I talked in another blog about the fact that so many, too many, of us have had their dreams denied by systems they had nothing to do with putting in place and with barriers neither they nor their families helped to build.
The world was against them because of their skin color, religion, sexuality, income level, where they were born, or some other arbitrary thing we humans decide means everything in the world more than just whether someone treats you well or not.
And it stinks.
There’s another group though that didn’t face those struggles but has faced the cold, bitter reality of adulthood, something that everyone will face one day.
As kids we are all so desperate to be adults, believing that adults have freedoms kids don’t without seeing the full picture.
Yes, adults are free but if they are wise, or even foolish, they will find that they too have someone telling them what to do.
Even if it’s just themselves.
Kids wouldn’t understand because they believe the world after one in the morning is magical.
They think that restricted films are taboo.
They think that eating anything you want any time you want is freedom.
They don’t see that there are consequences to the choices you make and that what you can get away with as a kid, you will be harshly punished for as an adult.
They don’t see the bills.
The jobs.
The strained relationships.
The addiction.
The depression.
The struggle.
They don’t see the dreams deferred until they are gone altogether.
It’s as if you become an adult overnight.
It happens little by little as you realize that you don’t have to go to bed at a certain time, that you control your money, that you control your time, and that you control YOU.
And it’s just when you are really enjoying all of this you start to realize that you can’t live that way forever.
You can’t because if you are not responsible then you won’t have a job and won’t have money and may not have a place to live.
Because there’s that, too.
If you don’t live on your own then you are still beholden to someone, and even if you DO then you are beholden to a landlord that you have to pay.
Freedom isn’t an illusion so much as a responsibility, and with it, come very hard choices.
The older you get, the more you want from life, the more stability you want, and the more ‘groundedness’ the more pressure there is.
You want to make sure you can take care of yourself and what you love and those you love.
It doesn’t mean you have to take a job you hate but, it often means you take a job you hate.
It regularly means loosening your grip on the hobbies you had when you were younger and the dreams of another life you may have had.
The dream to be in a professional rock band.
To be a professional artist.
To make pottery.
To write.
To dance.
The artistic dreams you had that you slowly lose as you focus more and more on money and family and responsibility.
And the pressure rarely goes away but often gets more intense the more we have and the more we want.
What we miss in all of this is that, while we may never be that professional rocker it doesn’t mean we give up playing or being in a band.
We may never be that famous author but it doesn’t mean we give up writing.
We are fully adults when we forget that childlike part of ourselves that dreamed and loved fully the things we enjoy.
For some reason we fool ourselves into thinking that we must ‘release childish things’, as if the things that make us happy are childish.
This is the great lie in life, the idea that we must stop enjoying things in order to be responsible and ‘adult’. The lie that makes us think of work as a slog, or a punishment, not a means to an end.
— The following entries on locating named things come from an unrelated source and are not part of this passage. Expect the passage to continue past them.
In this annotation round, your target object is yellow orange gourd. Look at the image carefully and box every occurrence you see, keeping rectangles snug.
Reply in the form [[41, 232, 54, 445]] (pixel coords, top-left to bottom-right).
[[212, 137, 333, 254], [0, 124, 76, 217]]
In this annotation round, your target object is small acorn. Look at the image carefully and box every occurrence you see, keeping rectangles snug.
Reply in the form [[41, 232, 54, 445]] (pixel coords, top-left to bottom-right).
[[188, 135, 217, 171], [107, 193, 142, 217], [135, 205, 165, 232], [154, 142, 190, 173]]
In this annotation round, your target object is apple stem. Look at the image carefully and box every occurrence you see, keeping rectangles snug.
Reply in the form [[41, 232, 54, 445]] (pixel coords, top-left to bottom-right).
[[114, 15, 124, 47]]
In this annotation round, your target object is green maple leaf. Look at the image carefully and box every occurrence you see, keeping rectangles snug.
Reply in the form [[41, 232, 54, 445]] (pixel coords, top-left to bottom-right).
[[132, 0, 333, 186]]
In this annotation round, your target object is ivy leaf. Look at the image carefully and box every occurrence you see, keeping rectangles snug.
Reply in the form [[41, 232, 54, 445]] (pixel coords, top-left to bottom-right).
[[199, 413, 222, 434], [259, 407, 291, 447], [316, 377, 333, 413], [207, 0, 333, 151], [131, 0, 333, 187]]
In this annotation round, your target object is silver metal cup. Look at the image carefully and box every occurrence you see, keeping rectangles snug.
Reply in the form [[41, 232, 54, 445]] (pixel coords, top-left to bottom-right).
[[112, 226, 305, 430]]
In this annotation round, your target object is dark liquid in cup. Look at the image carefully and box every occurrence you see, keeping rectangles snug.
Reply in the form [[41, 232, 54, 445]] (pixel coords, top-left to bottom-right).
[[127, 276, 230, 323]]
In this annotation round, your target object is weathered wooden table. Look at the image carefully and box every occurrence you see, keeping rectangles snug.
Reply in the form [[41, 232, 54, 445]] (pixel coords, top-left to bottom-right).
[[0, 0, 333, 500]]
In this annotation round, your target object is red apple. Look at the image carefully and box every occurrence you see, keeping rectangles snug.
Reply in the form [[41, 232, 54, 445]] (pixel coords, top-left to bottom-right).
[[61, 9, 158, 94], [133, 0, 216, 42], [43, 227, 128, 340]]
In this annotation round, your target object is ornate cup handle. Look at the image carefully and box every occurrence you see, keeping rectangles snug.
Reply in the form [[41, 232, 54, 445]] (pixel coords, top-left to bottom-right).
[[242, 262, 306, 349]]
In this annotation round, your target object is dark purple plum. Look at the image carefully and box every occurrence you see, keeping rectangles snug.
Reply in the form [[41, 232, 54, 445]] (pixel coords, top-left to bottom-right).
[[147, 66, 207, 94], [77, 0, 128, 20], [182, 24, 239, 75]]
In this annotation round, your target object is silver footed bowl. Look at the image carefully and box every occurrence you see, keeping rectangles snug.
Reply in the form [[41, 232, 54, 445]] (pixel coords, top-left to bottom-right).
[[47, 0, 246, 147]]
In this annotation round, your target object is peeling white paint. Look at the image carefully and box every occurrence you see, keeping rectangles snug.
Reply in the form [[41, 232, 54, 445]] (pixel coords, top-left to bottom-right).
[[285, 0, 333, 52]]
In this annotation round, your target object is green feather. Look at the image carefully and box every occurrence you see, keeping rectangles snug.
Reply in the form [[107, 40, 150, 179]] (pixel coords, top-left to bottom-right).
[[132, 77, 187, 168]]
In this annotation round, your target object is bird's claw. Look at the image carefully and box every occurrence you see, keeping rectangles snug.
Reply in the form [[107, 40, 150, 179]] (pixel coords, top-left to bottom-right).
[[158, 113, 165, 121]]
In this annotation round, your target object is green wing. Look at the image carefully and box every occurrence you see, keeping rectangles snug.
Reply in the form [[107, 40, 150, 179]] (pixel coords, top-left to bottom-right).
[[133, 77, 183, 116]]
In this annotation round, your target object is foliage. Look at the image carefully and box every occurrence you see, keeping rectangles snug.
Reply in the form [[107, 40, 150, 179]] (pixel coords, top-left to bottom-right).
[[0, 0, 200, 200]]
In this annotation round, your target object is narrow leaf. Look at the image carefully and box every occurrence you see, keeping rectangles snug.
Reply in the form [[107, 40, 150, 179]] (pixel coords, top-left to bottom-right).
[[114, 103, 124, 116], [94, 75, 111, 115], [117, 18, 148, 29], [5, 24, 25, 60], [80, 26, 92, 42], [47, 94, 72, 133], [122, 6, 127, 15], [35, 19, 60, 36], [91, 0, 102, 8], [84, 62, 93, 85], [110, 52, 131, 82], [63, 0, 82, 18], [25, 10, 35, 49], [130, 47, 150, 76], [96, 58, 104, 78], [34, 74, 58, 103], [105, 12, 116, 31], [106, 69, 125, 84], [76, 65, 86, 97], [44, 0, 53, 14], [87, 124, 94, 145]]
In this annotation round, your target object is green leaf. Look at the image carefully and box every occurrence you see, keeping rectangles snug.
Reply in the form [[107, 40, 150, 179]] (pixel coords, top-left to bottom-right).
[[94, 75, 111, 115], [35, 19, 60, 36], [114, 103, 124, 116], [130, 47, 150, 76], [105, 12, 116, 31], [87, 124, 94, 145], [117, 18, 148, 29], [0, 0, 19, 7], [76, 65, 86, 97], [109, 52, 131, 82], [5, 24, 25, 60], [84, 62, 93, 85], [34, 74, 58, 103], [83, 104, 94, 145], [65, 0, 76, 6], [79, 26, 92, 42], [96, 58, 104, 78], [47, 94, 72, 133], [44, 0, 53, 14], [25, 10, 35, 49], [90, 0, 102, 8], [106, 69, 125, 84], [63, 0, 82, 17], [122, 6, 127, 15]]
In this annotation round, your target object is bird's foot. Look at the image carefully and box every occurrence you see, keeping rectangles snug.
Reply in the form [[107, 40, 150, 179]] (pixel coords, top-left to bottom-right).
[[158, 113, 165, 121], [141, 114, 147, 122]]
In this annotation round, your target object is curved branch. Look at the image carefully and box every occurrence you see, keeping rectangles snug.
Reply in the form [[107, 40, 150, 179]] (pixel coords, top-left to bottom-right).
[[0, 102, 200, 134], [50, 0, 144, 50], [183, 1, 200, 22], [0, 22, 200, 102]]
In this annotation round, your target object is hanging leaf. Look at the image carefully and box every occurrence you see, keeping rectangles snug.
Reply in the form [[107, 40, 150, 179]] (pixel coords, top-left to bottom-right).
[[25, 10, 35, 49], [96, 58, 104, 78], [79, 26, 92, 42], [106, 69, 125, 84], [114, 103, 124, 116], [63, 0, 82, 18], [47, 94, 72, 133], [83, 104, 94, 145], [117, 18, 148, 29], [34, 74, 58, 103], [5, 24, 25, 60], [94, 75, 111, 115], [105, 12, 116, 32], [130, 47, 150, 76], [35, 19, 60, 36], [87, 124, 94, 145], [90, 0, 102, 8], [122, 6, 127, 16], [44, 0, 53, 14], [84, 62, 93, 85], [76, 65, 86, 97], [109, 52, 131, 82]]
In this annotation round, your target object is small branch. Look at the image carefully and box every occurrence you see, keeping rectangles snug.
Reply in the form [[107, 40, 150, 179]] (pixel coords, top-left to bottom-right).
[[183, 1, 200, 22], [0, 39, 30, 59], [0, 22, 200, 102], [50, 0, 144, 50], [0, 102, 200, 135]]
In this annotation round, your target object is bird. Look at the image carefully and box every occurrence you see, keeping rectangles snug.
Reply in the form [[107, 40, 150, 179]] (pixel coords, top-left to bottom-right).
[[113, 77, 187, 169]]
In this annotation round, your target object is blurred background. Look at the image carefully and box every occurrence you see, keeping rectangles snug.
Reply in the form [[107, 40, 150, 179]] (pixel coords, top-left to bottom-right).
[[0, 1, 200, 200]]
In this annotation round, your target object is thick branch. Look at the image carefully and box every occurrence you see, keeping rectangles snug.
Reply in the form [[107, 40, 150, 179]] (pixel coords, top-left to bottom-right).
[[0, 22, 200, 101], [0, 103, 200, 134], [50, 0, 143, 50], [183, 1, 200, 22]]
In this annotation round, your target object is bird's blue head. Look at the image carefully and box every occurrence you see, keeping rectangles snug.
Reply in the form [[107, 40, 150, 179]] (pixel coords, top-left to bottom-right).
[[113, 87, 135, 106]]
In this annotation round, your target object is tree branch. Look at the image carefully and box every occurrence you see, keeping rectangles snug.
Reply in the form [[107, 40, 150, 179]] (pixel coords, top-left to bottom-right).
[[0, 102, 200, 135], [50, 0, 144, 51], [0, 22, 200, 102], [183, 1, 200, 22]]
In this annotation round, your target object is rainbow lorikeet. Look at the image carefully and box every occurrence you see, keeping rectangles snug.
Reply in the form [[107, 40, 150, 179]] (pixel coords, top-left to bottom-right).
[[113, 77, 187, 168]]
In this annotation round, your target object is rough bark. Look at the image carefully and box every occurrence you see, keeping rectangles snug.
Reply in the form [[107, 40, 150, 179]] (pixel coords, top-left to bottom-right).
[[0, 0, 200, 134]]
A punishment we’ll fight by not bathing, or caring how we dress or act but simply doing the minimum to be present and accounted for. We become petulant children fighting a system we don’t understand without really bothering to see beyond our frustration and the fact that we don’t have to love what we do but simply do it to keep what we love.
And in letting go of the things that make us happy, we give in to the sharp machinery of a system that sees us merely as warm bodies and little else.
We mock people of a certain age if they are in a band – oh, they aren’t even going to be famous!
Who cares?
What does it matter?
If they can do that and still take care of what they need to to maintain the rest of their lives then what business is it of ours?
Why do we get a say in their lives?
So many of us are frustrated that we walked away from things we love, even down to hobbies, and are bitter about it and that bitterness follows us like an ever growing shadow.
A shadow that once it overtakes us never lets us go.
I know so many people who are brilliant creatives and artists and they let it go to focus on their work and family and everything but themselves.
Yes, we need to share ourselves but not LOSE ourselves.
Some are able to transmogrify those passions into things they can do with the family, and that is amazing, but rare.
Instead we pour ourselves into everyone else’s happiness, not seeing that they are doing the same and, like the Gift of the Magi, no one is satisfied and everyone is empty handed.
There is a middle ground, a way to love your family, to love yourself, to be responsible, and to not lose your passions.
It’s hard, and it’s never fully what it was in the past, the carefree way you could do whatever you wanted whenever you wanted before you realized the price that freedom has, but you can still live.
You can still enjoy life.
It’s in that joy, that passion, that you radiate the love for yourself and that infects others. Bitterness, likewise, infects.
We may never be that superstart we dreamed about being as a kid, we may never live on our arts and passions, but we can live off of it, if we feed it, and however long we live, we will live very, very well.